Jérôme Leuba - Sag mir, wo die Blumen sind
Seit 2004 nennt der Genfer Künstler seine Werke ‹battlefield›. Er nummeriert sie und ergänzt sie teilweise mit Untertiteln, die als Indiz für den Inhalt gelesen werden können, obwohl sie gleichzeitig verklärend wirken. Fotografien, Performances, Videos oder Installationen - Leuba konzipiert seine Werke als spezifische Komposition. Erwähnt seien hier insbesondere seine Performancearbeiten, deren Dokumentation nicht als Nebenprodukte gelten, sondern einen eigenen Status aufweisen, der einen anderen Zugang zum Werk ermöglicht.
(Augen-)Blick
Leuba hantiert geschickt und sehr gezielt mit einem Repertoire an gesammelten Blickkonstellationen, das wie eine Art Angelpunkt funktioniert und auf das er immer wieder zurückgreift.
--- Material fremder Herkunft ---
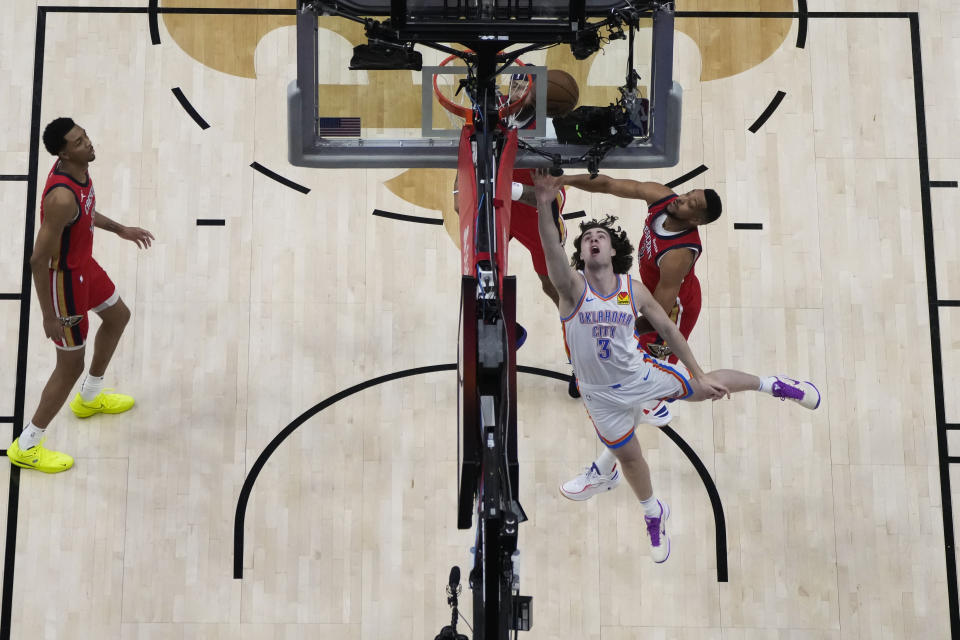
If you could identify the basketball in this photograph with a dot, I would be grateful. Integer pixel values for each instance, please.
(562, 93)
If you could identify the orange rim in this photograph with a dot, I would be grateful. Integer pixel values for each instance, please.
(467, 112)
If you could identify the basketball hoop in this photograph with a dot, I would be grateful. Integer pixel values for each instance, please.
(458, 104)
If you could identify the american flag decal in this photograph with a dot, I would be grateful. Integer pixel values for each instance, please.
(342, 127)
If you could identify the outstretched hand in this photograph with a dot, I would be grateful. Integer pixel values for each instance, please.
(141, 237)
(712, 386)
(545, 185)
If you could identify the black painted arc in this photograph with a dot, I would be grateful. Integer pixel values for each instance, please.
(247, 488)
(792, 14)
(276, 176)
(801, 24)
(285, 433)
(182, 99)
(774, 103)
(13, 494)
(239, 11)
(720, 521)
(212, 11)
(546, 373)
(936, 355)
(152, 19)
(690, 175)
(912, 16)
(405, 218)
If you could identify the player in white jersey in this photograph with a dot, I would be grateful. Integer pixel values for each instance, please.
(600, 306)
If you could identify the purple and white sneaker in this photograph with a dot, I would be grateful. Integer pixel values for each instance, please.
(805, 394)
(657, 530)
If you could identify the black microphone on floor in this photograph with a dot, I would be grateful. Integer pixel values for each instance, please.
(453, 590)
(454, 584)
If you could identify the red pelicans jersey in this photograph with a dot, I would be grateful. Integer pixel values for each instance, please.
(76, 242)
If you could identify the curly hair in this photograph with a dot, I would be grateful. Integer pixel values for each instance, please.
(623, 259)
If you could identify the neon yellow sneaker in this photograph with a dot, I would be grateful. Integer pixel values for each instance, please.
(103, 403)
(39, 458)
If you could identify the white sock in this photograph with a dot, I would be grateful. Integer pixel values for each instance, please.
(766, 385)
(651, 508)
(606, 462)
(91, 387)
(31, 436)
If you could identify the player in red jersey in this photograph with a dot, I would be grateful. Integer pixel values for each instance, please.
(69, 284)
(523, 210)
(667, 255)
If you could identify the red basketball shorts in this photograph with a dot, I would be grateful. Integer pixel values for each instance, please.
(76, 292)
(684, 313)
(524, 226)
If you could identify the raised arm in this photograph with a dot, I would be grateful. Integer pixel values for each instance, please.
(674, 267)
(620, 187)
(567, 282)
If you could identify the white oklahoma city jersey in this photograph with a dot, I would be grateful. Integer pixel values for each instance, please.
(600, 335)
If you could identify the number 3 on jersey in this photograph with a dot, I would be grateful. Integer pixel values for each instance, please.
(603, 348)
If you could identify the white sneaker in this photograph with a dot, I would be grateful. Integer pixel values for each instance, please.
(656, 412)
(590, 482)
(657, 530)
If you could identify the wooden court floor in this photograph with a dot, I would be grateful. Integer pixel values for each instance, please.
(834, 520)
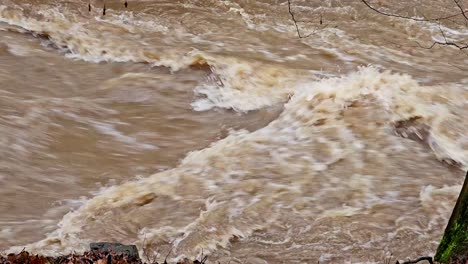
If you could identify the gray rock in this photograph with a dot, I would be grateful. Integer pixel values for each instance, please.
(117, 248)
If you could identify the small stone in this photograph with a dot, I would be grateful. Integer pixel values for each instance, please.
(129, 250)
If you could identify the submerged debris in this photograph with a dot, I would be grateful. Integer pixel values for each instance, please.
(100, 253)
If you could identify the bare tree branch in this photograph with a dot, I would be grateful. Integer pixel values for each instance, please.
(447, 42)
(297, 26)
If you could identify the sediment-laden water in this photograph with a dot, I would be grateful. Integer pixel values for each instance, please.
(208, 125)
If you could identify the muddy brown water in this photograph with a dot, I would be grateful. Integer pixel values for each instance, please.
(208, 126)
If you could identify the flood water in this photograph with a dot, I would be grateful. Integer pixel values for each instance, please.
(209, 126)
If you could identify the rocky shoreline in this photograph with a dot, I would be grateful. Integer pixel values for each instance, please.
(100, 253)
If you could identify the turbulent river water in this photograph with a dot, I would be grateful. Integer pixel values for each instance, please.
(208, 125)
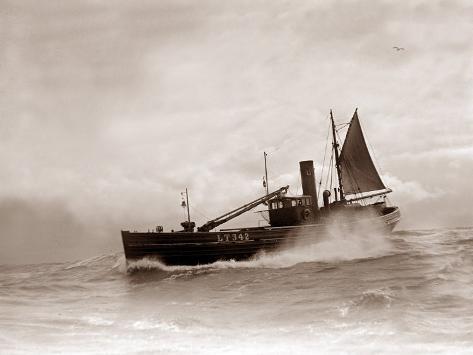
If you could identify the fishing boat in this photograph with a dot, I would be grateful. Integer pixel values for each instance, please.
(291, 219)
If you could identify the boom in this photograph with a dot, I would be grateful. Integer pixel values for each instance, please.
(214, 223)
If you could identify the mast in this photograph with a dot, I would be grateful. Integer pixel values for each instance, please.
(337, 158)
(188, 214)
(266, 173)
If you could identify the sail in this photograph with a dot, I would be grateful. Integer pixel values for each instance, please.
(358, 171)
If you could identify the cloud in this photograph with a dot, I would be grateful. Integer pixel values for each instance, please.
(117, 107)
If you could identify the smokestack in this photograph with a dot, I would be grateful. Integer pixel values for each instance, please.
(308, 180)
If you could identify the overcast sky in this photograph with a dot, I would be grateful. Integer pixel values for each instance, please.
(109, 109)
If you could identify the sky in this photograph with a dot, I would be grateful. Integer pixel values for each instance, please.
(110, 109)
Er lenkt unseren Blick auf vermeintliche Nebenschauplätze, in denen sich Bedeutungsgräben öffnen. So bildet ‹battlefield #64› die harmlose, leere Fassung eines Fingerrings ab - der abwesende Hauptakteur, vielleicht ein Diamant, wird von den individuellen Vorstellungen der Betrachtenden ergänzt.
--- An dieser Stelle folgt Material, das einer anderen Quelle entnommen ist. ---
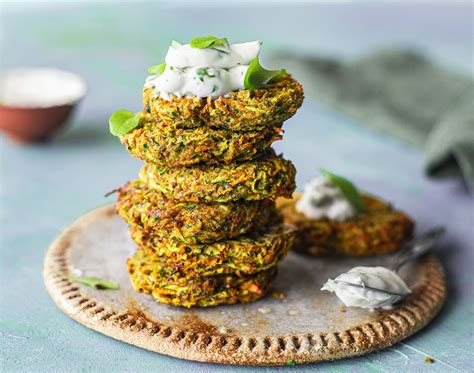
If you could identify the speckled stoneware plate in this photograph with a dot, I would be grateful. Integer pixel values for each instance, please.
(306, 326)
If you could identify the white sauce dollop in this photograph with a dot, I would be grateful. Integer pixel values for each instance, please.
(376, 277)
(210, 72)
(323, 200)
(40, 87)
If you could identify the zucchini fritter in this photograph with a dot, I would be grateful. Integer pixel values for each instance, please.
(246, 254)
(189, 221)
(245, 110)
(381, 230)
(196, 291)
(186, 147)
(268, 177)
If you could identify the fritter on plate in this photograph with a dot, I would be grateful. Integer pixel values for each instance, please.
(380, 230)
(245, 110)
(196, 291)
(245, 254)
(186, 147)
(267, 177)
(190, 221)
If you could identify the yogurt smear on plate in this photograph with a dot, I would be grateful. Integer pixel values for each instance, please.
(207, 72)
(392, 287)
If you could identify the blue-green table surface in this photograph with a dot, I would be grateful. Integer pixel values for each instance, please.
(45, 187)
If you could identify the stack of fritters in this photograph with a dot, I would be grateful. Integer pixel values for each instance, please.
(202, 211)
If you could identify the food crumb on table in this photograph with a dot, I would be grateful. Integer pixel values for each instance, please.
(278, 295)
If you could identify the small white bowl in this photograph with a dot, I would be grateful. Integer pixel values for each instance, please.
(35, 102)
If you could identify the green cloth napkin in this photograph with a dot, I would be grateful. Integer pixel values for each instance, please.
(403, 94)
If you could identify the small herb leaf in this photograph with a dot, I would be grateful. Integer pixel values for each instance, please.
(123, 121)
(348, 190)
(207, 42)
(157, 69)
(175, 44)
(93, 282)
(257, 76)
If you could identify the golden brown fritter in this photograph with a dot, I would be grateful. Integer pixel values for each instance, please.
(243, 255)
(196, 291)
(263, 178)
(381, 230)
(186, 147)
(189, 221)
(245, 110)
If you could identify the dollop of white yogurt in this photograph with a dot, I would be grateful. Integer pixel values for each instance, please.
(209, 72)
(393, 288)
(321, 199)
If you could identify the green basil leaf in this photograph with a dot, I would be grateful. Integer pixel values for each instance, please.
(175, 44)
(207, 42)
(348, 190)
(123, 121)
(93, 282)
(157, 69)
(257, 76)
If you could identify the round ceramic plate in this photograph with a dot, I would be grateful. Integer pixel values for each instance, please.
(306, 325)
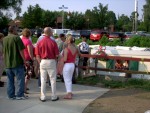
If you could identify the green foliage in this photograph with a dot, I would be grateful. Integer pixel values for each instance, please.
(115, 42)
(147, 15)
(14, 4)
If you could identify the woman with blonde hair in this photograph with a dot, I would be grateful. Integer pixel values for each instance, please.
(70, 54)
(28, 53)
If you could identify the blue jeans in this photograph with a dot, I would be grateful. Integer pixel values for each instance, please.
(19, 72)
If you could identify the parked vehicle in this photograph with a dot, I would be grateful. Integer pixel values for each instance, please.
(129, 35)
(75, 34)
(85, 33)
(98, 34)
(114, 35)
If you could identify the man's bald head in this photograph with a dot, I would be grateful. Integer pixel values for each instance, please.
(48, 31)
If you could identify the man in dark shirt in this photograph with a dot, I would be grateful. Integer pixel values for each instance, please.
(14, 63)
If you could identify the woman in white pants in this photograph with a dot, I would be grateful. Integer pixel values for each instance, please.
(70, 53)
Bei den Performances setzt Leuba (Augen-)Blicke als zentrales Element ein, Blicke, die zwischen Performenden und Betrachtenden hin und her wandern. Eine Art Konfrontation entstand bei ‹battlefield #95/gaze›. Performerinnen und Performer sollten auf der Strasse Blickkontakt mit den Passant/innen aufnehmen und dabei länger oder kürzer ausharren.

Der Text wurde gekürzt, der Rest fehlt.